Context: Medical expulsive therapy (MET) for urolithiasis has gained increasing attention in the last years. It has been suggested that the administration of alpha-adrenoreceptor antagonists (alpha-blockers) or calcium channel blockers augments stone expulsion rates and reduces colic events.
Objective: To evaluate the efficacy and safety of MET with alpha-blockers and calcium channel blockers for upper urinary tract stones with and without prior extracorporeal shock wave lithotripsy (ESWL).

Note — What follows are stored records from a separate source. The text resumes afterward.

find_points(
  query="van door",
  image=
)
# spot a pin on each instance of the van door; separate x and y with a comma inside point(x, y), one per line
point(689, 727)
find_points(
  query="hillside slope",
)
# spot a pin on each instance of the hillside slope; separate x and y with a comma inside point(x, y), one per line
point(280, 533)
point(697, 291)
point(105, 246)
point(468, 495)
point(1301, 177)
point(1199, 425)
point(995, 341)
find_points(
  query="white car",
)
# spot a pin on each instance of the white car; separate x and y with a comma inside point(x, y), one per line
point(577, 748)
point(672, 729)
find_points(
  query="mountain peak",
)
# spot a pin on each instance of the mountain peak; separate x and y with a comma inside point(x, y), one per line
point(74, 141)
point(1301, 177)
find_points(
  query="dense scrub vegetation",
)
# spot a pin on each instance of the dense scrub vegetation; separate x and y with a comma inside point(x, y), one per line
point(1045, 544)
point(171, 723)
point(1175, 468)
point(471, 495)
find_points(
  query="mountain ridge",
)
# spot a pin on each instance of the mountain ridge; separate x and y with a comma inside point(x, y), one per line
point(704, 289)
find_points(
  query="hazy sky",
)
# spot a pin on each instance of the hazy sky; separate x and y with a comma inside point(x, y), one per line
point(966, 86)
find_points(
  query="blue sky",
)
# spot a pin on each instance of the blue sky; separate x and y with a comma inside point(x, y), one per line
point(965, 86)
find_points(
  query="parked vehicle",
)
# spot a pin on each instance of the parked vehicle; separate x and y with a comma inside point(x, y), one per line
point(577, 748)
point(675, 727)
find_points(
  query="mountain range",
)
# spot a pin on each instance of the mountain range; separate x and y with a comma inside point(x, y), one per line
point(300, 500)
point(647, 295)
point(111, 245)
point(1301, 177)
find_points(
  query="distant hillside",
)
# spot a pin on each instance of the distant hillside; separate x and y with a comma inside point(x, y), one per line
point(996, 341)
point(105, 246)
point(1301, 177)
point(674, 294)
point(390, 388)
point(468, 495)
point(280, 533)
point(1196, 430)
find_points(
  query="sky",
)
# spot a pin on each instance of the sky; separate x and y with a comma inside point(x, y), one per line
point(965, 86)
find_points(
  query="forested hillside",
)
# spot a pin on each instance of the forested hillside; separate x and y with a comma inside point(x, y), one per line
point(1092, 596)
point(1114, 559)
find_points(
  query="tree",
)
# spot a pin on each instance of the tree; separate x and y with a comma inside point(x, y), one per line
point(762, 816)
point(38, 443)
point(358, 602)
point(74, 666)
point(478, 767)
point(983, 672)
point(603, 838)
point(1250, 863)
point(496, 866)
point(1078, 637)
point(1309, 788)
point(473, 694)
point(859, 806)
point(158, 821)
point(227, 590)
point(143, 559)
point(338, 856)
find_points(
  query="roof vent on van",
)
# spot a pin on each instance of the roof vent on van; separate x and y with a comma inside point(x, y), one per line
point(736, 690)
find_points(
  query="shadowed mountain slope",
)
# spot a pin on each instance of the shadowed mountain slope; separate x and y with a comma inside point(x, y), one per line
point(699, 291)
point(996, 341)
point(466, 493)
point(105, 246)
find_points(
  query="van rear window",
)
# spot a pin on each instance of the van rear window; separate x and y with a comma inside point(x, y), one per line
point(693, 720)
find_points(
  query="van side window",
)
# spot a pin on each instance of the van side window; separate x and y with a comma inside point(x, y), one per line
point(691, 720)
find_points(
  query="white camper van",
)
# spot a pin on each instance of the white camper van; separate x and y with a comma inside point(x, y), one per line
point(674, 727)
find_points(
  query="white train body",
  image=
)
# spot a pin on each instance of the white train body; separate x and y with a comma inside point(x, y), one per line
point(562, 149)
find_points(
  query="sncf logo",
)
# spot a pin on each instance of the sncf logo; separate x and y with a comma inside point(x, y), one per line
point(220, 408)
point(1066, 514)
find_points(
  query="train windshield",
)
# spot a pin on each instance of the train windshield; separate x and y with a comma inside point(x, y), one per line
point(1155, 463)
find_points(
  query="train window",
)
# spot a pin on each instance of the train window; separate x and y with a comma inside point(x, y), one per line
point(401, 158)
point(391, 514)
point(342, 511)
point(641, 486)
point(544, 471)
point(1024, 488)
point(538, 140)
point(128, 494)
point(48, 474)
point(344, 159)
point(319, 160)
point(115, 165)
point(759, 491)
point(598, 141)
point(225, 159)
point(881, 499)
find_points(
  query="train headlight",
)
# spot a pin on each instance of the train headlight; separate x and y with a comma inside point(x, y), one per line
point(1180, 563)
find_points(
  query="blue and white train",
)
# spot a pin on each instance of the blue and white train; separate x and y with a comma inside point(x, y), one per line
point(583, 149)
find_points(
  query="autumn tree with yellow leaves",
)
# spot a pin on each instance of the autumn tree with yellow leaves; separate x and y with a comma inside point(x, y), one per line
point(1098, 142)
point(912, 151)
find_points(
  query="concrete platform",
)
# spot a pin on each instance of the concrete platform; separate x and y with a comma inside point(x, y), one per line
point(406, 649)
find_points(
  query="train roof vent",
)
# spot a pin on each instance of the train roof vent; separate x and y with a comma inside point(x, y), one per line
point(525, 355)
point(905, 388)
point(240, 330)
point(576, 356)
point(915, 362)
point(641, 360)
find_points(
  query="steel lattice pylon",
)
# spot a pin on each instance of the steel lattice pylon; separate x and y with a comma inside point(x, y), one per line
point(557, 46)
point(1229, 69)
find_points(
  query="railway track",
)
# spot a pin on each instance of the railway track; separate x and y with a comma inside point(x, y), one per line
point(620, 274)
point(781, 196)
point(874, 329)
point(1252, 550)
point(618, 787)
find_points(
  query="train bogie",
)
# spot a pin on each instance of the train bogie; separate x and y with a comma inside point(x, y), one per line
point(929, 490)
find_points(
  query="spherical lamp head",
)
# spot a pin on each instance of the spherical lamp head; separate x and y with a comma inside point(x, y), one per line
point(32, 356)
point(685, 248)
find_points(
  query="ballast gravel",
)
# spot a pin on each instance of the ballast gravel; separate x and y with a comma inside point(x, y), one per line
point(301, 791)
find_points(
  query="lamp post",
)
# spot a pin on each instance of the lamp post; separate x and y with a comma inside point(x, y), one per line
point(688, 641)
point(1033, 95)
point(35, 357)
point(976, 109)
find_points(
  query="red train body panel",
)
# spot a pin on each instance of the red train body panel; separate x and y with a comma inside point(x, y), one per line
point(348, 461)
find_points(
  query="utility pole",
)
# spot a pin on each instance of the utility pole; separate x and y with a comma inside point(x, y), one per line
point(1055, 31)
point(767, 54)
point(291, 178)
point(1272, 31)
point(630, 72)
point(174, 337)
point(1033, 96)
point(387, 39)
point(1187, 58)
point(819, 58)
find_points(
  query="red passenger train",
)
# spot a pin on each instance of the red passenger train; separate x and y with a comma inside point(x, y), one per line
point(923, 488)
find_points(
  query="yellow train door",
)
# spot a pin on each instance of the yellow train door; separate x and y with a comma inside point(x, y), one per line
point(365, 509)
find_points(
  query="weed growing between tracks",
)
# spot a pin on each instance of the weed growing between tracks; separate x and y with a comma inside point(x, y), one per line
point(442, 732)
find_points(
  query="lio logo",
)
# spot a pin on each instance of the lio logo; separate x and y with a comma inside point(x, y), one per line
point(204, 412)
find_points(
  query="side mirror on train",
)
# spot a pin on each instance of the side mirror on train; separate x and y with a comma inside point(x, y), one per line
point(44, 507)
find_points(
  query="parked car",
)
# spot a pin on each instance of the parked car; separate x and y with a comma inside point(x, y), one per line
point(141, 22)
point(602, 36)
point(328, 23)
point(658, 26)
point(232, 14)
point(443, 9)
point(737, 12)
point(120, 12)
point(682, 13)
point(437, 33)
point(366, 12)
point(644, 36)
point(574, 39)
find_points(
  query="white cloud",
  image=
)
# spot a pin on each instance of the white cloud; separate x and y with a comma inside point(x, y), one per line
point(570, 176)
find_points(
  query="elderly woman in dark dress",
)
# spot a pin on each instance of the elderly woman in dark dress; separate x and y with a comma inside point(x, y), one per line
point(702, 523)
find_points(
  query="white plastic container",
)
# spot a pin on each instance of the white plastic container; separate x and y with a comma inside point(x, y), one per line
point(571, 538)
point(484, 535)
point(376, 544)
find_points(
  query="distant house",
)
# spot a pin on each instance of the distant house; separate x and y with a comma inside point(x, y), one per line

Evidence acquisition: A systematic review of the literature was performed in Medline, Embase, the Cochrane Central Register of Controlled Trials, and the Cochrane Database of Systematic Reviews searched through 31 December 2008 without time limit. Efficacy and safety end points were evaluated in 47 randomised, controlled trials assessing the role of MET. Meta-analysis was conducted using Review Manager (RevMan) v.5.0 (The Nordic Cochrane Centre, The Cochrane Collaboration, Copenhagen, Denmark).
Evidence synthesis: Pooling of alpha-blocker and calcium channel blocker studies demonstrated a higher and faster expulsion rate compared to a control group (risk ratio [RR]: 1.45 vs 1.49; 95% confidence interval [CI]: 1.34-1.57 vs 1.33-1.66). Similar results have been obtained after ESWL (RR: 1.29 vs 1.57; 95% CI: 1.16-1.43 vs 1.21-2.04). Additionally, lower analgesic requirements, fewer colic episodes, and fewer hospitalisations were observed within treatment groups.
Conclusions: Pooled analyses suggest that MET with alpha-blockers or calcium channel blockers augments stone expulsion rates, reduces the time to stone expulsion, and lowers analgesia requirements for ureteral stones with and without ESWL for stones < or = 10 mm. There is some evidence that a combination of alpha-blockers and corticosteroids might be more effective than treatment with alpha-blockers alone. Renal stones after ESWL also seem to profit from MET. The vast majority of randomised studies incorporated into the present systematic review are small, single-centre studies, limiting the strength of our conclusions. Therefore, multicentre, randomised, placebo-controlled trials are needed.